Am 4. Dezember 2010 weihte mich der damalige Bischof von Regensburg, Dr. Gerhard Ludwig Müller zum Diakon, am 25. Juni 2011 zum Priester. Voller Freude feierte ich danach mit meiner Heimatgemeinde die Tage der Priesterweihe und der Primiz!

Aufenthalt

stgeorgamberg-0024Von September 2011 bis August 2013 war ich in die Pfarreien Amberg-St.Georg und Luitpoldhöhe-St.Barbara als Kaplan entsandt. Mit Wirkung vom 1. Februar 2012 wurde ich zum KAB-Ortspräses von Amberg St. Georg ernannt. Nach dem ersten, anstrengenden Dienstjahr wählte mich die Vollversammlung des BDKJ-Kreisverbandes Amberg-Stadt im November 2012 zum BDKJ-Kreisseelsorger. Im Auftrag des Diözesanadministrators hat mich sein Ständiger Vertreter im Dezember 2012 auch zum Stadtjugendseelsorger der Stadt Amberg ernannt. Der Stadtrat hat mich zum beratenden Mitglied im Jugendhilfeausschuss berufen. Die Begegnungen mit jungen Christen, vor allem mit den ehrenamtlichen BDKJ’lern machte viel Freude und war eine wunderschöne Ergänzung zum Alltag in der Pfarrei!

Straubing - St. Peter

Straubing – St. Peter mit historischem Friedhof und Totentanzkapelle

Am 1.September 2013 ging es weiter als Kaplan nach Straubing – St. Peter. Auch dort freute ich mich über die täglich neuen Herausforderung in der Pfarrei und der Schule! Dass der Kontakt zur Jugendstelle und dem BDKJ auch in Straubing so schnell hergestellt war, machte den Einstieg sehr leicht! Die ökumenischen Straubinger Spieletage überwinden vieles, was die Menschen trennt!
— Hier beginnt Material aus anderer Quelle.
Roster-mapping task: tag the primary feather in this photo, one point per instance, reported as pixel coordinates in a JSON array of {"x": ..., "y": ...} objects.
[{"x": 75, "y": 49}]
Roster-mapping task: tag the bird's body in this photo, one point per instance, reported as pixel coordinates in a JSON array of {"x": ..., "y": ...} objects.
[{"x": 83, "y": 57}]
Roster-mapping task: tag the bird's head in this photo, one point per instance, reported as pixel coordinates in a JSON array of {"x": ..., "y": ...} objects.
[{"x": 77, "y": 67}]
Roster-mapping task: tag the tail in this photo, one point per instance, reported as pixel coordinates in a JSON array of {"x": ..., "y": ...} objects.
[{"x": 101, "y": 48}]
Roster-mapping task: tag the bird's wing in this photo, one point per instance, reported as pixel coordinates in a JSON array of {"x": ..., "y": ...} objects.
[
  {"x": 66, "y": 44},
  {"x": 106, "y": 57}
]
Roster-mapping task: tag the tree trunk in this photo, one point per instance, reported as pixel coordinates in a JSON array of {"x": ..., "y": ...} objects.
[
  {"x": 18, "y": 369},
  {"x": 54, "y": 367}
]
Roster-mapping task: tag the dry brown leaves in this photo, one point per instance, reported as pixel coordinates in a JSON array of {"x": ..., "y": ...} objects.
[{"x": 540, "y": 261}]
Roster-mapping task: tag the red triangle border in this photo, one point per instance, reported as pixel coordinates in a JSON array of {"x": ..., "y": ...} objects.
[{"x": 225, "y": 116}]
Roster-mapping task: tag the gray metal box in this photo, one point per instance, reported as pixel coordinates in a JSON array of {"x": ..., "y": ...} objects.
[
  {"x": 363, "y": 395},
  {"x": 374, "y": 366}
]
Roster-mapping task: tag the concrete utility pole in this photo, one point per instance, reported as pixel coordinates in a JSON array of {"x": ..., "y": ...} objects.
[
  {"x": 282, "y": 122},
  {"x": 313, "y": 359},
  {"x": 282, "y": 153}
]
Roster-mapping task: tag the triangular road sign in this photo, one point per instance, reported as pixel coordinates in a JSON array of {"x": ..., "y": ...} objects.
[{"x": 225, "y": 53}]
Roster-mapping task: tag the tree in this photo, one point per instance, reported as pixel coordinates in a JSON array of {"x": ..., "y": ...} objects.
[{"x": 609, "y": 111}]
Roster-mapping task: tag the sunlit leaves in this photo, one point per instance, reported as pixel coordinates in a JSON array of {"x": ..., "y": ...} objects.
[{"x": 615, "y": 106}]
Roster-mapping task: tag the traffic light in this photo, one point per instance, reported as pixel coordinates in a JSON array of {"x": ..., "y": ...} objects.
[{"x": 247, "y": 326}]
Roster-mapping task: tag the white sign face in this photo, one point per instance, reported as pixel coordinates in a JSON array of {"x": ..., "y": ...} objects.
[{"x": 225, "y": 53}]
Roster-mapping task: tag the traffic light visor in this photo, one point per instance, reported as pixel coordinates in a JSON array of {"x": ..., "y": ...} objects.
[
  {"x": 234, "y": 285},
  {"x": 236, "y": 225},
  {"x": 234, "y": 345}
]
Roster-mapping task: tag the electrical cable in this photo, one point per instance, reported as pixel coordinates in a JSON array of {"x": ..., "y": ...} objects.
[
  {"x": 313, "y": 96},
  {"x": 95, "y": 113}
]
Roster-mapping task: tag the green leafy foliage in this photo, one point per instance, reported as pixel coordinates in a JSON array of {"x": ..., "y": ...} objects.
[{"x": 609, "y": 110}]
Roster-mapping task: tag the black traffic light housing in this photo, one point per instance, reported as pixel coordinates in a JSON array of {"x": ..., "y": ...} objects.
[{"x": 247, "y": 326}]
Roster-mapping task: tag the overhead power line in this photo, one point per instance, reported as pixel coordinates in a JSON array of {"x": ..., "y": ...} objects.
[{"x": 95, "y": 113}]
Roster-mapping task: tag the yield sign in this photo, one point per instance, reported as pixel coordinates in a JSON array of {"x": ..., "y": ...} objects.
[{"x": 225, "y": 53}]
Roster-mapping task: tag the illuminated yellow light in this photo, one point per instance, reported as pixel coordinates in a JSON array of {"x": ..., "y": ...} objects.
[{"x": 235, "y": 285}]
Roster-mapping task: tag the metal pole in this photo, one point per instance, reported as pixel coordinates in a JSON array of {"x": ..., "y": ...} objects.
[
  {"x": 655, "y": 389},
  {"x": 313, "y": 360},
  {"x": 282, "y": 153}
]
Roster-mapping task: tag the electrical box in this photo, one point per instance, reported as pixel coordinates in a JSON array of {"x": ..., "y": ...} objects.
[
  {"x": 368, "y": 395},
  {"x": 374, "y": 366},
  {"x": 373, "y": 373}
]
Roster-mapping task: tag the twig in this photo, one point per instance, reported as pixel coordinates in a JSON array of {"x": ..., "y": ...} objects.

Zum Seelsorgsauftrag gehörte auch die Feier der Sakramente in der Johannes – von – Gott – Kirche der Barmherzigen Brüder, wo Frauen und Männer mit einer geistigen und/oder psychischen Behinderung betreut und gefördert werden. Und doch blieb ich „auf dem Weg“ …

Den größten Jugendverband unserer Diözese Regensburg, der Katholischen Landjugendbewegung (KLJB) mit etwa 11.000 Mitgliedern darf ich seit Herbst 2014 als Diözeseanseelsorger und den Diözesenverband der Katholischen Landvolkbewegung (KLB) mit ca. 3.500 Familienmitgliedschaften und Einzelpersonen als Landvolkpfarrer begleiten. Nebenamtlich bin ich in der Pfarreiengemeinschaft St. Paul – Königswiesen und St. Josef – Ziegetsdorf als Pfarrvikar tätig.